Чего ей Борислава ответила — я не расслышала.
— Холодно… — пожаловался кто-то.
— Сейчас согреемся…
Чем ближе я подходила, тем ярче разгорался костер.
Сложили его посеред большой поляны, каменьями круглыми окружив. И собрались тут… нет, не все, но многие. Узнала я и боярыню Твердыню, и Разуму, и прочих, с кем случалось встречаться в общежитии.
— Доброй ночи вам, сестры, — сказала я и поклонилась, как то положено.
— Доброй ночи… — нестройным хором отозвались боярыни, и лишь Борислава буркнула в сторону:
— И чего она приперлась? Не звали…
— Доброй ночи и тебе, сестра, — Велимира выступила из круга и протянула руки.
Ныне облачена она была в рубаху из небеленого полотна, расшитую по горловине мелким бисером. На ногах — простые сапожки. На плечах — шуба волчья.
Волосы темною волною на плечах.
И венцом — венок из тонких березовых веток.
— Проходи к огню… — она взяла меня за руки, и боярыни расступились, кривясь недовольно. Не по нраву им было, что я в круг вошла. Да не посмели отказать. — Испей…
Она поднесла мне чашу с молоком, щедро медом приправленным.
И крюху хлебную подала.
— А у нас в садочке… как у нас в садочке… — тоненьким голоском завела песню Русана, и девки подхватили. Голоса их сплетались, вились, что ленты в косе.
Первою в круг на хоровод ступила Велимира, и не нашлось никого, кто б хоть слово сказал. Ступила и взмахнула руками, сыпанула в костер сушеных трав.
Крутанулась.
Присела.
И вновь же руки к огню потянула, и пламя поднялося. Опалило широкие рукава рубахи. Этак, гляди, и в белые пальцы вцепится. Охнули боярыни, но Велимира лишь засмеялась.
Она танцевала.
Я в жизни не видела, чтоб так танцевали. В Барсуках-то что? Девки огню кланялися, да с опаскою, ведали, что за поклон он и отплатить может по-всякому… вон, Саромуха годочков пять тому, когда еще в девках ходила, решила удаль показать, едва ль не в самый костер скокнула, так на всю жизню шрамы на руках осталися.
А Велимира…
Не думала она об огне.
И о шрамах.
Ни о чем не думала, кроме того, что нынешнею ночью она взаправду свободна.
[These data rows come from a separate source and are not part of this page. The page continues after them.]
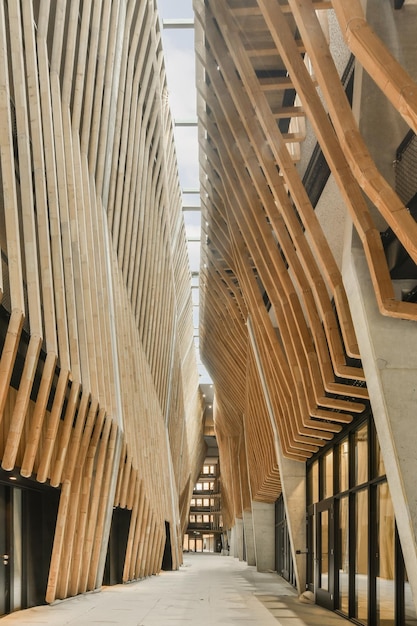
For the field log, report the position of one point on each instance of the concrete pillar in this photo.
(293, 478)
(238, 543)
(263, 516)
(389, 358)
(249, 538)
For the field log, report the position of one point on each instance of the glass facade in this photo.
(355, 564)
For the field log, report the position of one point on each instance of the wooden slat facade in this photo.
(270, 281)
(99, 393)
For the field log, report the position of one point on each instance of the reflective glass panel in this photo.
(361, 565)
(324, 557)
(385, 581)
(344, 465)
(409, 608)
(344, 555)
(315, 481)
(380, 467)
(361, 455)
(328, 474)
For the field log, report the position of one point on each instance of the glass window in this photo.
(380, 467)
(361, 455)
(409, 608)
(314, 482)
(344, 555)
(328, 474)
(361, 565)
(324, 560)
(385, 585)
(344, 465)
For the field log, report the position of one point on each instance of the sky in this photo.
(178, 45)
(179, 55)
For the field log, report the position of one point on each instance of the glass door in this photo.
(325, 554)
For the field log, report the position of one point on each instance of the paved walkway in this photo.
(208, 590)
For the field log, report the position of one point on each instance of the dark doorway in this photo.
(167, 558)
(27, 526)
(116, 551)
(5, 537)
(325, 554)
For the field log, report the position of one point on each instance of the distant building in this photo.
(101, 436)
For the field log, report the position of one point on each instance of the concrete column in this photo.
(389, 357)
(263, 516)
(238, 543)
(293, 478)
(249, 538)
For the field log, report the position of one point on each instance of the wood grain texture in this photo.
(97, 309)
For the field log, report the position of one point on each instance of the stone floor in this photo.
(208, 590)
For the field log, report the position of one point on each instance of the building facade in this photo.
(308, 116)
(101, 436)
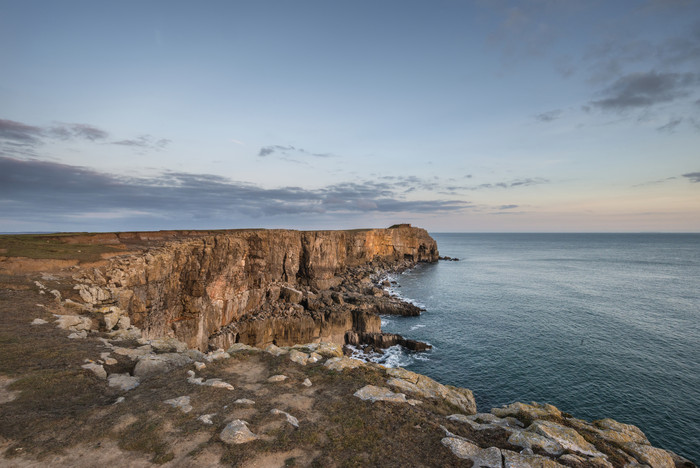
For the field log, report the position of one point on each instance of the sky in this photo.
(452, 115)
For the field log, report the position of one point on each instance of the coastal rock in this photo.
(153, 364)
(183, 403)
(373, 394)
(486, 458)
(568, 438)
(518, 460)
(528, 413)
(96, 369)
(237, 432)
(290, 419)
(123, 381)
(532, 440)
(341, 363)
(418, 384)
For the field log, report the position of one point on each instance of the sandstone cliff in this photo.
(256, 287)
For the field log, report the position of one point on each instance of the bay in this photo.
(599, 325)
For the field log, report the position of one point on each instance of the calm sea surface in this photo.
(599, 325)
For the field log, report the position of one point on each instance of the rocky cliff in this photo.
(257, 287)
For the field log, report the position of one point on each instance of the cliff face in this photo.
(256, 286)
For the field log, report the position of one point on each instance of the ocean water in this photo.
(599, 325)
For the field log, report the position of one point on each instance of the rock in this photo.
(341, 363)
(237, 432)
(411, 382)
(217, 355)
(206, 418)
(517, 460)
(73, 322)
(528, 413)
(244, 401)
(96, 369)
(291, 295)
(237, 347)
(110, 319)
(298, 357)
(532, 440)
(330, 350)
(290, 419)
(132, 333)
(489, 458)
(654, 457)
(123, 381)
(314, 357)
(78, 335)
(275, 351)
(277, 378)
(133, 353)
(124, 323)
(168, 345)
(182, 402)
(374, 394)
(218, 383)
(153, 364)
(568, 438)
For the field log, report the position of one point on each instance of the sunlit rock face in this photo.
(258, 287)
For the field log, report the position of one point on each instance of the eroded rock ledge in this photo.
(258, 287)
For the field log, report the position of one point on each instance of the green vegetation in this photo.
(52, 246)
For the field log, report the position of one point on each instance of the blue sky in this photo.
(452, 115)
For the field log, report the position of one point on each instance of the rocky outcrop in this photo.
(258, 287)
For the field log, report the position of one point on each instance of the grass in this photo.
(53, 247)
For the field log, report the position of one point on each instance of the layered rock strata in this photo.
(257, 287)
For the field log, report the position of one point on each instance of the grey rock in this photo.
(237, 432)
(123, 381)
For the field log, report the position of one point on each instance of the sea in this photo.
(599, 325)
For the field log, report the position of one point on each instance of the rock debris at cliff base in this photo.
(62, 411)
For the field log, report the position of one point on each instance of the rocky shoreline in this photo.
(81, 364)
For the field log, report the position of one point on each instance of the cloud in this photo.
(637, 90)
(289, 150)
(693, 176)
(513, 183)
(19, 132)
(549, 116)
(34, 189)
(144, 141)
(670, 127)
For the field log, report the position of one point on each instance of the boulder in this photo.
(418, 384)
(374, 394)
(290, 419)
(486, 458)
(96, 369)
(568, 438)
(341, 363)
(518, 460)
(183, 403)
(153, 364)
(123, 381)
(528, 413)
(237, 432)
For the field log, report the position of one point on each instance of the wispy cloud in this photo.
(289, 151)
(31, 188)
(693, 176)
(636, 90)
(549, 116)
(19, 138)
(145, 142)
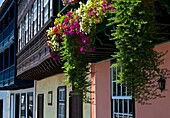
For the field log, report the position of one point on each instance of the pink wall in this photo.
(160, 108)
(101, 108)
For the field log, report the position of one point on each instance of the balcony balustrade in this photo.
(7, 75)
(7, 36)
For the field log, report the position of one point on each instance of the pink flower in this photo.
(82, 50)
(111, 8)
(91, 49)
(89, 14)
(104, 9)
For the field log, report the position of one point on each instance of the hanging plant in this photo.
(135, 37)
(66, 2)
(93, 13)
(73, 37)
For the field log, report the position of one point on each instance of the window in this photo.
(39, 15)
(23, 104)
(30, 105)
(51, 8)
(121, 98)
(19, 38)
(42, 13)
(23, 34)
(50, 97)
(26, 29)
(35, 17)
(61, 102)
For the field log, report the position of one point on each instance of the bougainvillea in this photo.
(66, 2)
(93, 13)
(73, 37)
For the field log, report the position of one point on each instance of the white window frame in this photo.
(121, 101)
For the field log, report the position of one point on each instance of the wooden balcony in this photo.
(34, 61)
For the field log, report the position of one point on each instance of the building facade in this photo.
(34, 62)
(10, 85)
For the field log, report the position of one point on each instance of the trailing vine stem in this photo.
(135, 22)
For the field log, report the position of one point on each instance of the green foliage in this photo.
(135, 38)
(75, 66)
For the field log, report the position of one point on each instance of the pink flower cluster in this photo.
(71, 26)
(65, 2)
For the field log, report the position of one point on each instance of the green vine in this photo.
(75, 66)
(135, 37)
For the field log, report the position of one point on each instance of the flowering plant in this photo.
(92, 13)
(66, 2)
(73, 37)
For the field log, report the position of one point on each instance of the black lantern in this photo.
(161, 83)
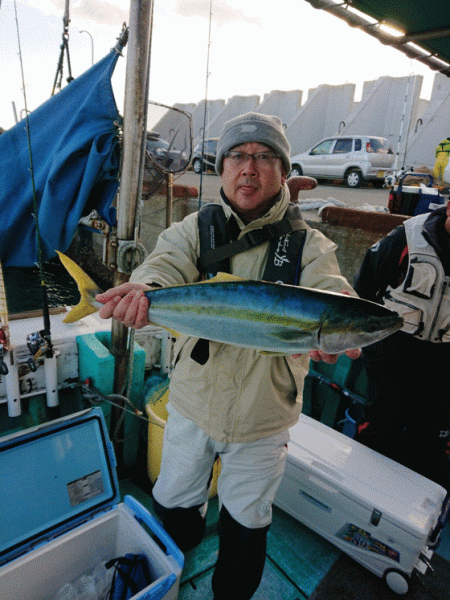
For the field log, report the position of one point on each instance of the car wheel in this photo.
(397, 581)
(296, 171)
(353, 178)
(197, 165)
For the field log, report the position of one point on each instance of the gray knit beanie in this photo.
(254, 127)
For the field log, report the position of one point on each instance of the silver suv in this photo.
(353, 158)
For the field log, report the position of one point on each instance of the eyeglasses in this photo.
(262, 159)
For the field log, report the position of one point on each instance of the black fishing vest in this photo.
(218, 244)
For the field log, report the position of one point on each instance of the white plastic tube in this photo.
(13, 389)
(51, 381)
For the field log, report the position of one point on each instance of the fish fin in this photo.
(88, 290)
(82, 309)
(221, 277)
(172, 332)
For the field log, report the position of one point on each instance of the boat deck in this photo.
(301, 565)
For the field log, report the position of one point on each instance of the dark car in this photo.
(209, 155)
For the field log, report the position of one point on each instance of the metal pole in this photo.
(92, 44)
(134, 127)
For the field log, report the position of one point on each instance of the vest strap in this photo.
(250, 240)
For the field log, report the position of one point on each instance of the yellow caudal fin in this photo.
(88, 290)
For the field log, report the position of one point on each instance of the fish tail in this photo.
(86, 286)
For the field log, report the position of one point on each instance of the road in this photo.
(352, 198)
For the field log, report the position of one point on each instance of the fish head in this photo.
(360, 324)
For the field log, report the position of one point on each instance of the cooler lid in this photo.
(53, 477)
(405, 498)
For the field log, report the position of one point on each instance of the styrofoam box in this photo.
(67, 520)
(374, 509)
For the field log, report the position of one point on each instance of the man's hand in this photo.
(126, 303)
(331, 359)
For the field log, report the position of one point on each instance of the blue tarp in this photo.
(75, 157)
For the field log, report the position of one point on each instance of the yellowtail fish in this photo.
(272, 318)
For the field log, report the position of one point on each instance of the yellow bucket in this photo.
(157, 415)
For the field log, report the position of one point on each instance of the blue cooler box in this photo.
(60, 514)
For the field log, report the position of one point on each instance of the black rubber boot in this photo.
(240, 565)
(186, 526)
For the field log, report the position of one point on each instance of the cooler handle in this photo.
(434, 536)
(142, 514)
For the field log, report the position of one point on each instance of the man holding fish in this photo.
(228, 400)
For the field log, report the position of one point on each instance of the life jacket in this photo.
(283, 265)
(423, 298)
(286, 239)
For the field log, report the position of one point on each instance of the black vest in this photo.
(218, 243)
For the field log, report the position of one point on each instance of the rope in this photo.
(64, 50)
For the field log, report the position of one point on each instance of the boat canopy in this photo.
(63, 159)
(423, 26)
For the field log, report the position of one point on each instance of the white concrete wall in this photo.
(434, 128)
(170, 120)
(320, 116)
(214, 108)
(388, 108)
(282, 104)
(237, 105)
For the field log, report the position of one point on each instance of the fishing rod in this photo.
(205, 114)
(40, 343)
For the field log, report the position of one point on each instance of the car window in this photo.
(323, 148)
(342, 146)
(150, 144)
(380, 146)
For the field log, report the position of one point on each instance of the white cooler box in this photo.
(382, 514)
(60, 514)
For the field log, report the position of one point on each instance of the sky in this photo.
(254, 48)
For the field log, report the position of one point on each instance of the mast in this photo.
(134, 129)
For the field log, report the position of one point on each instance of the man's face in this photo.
(250, 187)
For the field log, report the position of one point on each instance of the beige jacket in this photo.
(239, 395)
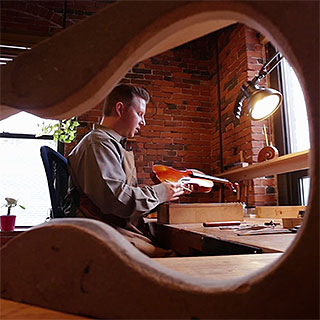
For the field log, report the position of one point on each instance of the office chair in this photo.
(56, 168)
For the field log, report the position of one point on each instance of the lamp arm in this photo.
(263, 71)
(237, 109)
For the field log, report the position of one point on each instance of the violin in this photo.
(200, 181)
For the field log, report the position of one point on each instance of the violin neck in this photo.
(205, 176)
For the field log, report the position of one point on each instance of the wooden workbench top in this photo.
(180, 237)
(219, 267)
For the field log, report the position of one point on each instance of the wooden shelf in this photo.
(287, 163)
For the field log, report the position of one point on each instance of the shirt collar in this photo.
(110, 131)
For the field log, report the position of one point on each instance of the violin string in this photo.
(183, 187)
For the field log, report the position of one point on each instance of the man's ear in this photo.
(119, 108)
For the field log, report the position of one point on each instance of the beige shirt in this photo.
(97, 169)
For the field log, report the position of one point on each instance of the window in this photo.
(292, 137)
(21, 169)
(296, 112)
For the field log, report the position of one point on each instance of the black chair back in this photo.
(56, 168)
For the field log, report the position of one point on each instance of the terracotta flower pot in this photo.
(7, 223)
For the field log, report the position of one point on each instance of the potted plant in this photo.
(8, 221)
(64, 131)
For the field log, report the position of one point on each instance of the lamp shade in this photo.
(263, 102)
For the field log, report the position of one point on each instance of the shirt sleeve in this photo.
(104, 182)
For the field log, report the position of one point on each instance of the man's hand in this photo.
(175, 190)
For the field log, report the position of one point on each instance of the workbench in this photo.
(195, 239)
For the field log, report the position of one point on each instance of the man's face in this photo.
(133, 117)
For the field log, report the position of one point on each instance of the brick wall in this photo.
(183, 126)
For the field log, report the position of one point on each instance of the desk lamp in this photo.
(262, 102)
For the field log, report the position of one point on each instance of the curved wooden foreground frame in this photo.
(78, 271)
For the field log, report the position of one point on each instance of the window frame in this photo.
(288, 183)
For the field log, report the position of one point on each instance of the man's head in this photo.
(124, 109)
(125, 94)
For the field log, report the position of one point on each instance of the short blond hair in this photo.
(124, 93)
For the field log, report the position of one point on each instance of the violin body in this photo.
(162, 173)
(200, 182)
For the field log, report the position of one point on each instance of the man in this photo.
(104, 172)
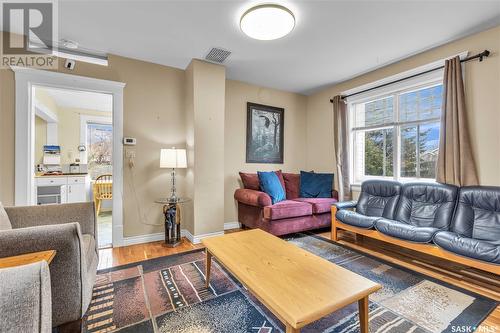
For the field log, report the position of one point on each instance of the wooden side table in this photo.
(172, 214)
(27, 258)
И полетели на землю чоботы, хрустнул ледок под босою ножкой, крохотною, будто у дитяти. Зашипело пламя, сыпануло искрой, вышивая на рубахе свои узоры.
— Ну же, смелей! — Велимира остановилась на мгновенье, чтобы глянуть на девок. — Или кровь у вас и вправду рыбья? Чего пришли? Пляшите!
И рубаху стянула.
Баила бабка, что в прежние далекие времена только так и плясали бабы, что для Божини, что для землицы, каковая есть мать. А мать наготы детское не чурается.
Это уж после люди правила выдумали.
Стыд.
Не было стыда. Блеснул и сгорел. И сама я скинула ботинки, ступила на ледяную землю, подивившись, что не холодно ничуть. Волосы расплела. Рубаху стянула.
— Это… несколько слишком, — заметила Борислава, в темень отступая. — А если кто увидит?
Велимира лишь рассмеялась.
Шальной хмель, ночью даренный, в крови ее кипел. И я сама слышала далекий зов, то ли земли, то ли неба…
Пляши, Зослава.
Отдай долг силы дареной. Поделись с землицею…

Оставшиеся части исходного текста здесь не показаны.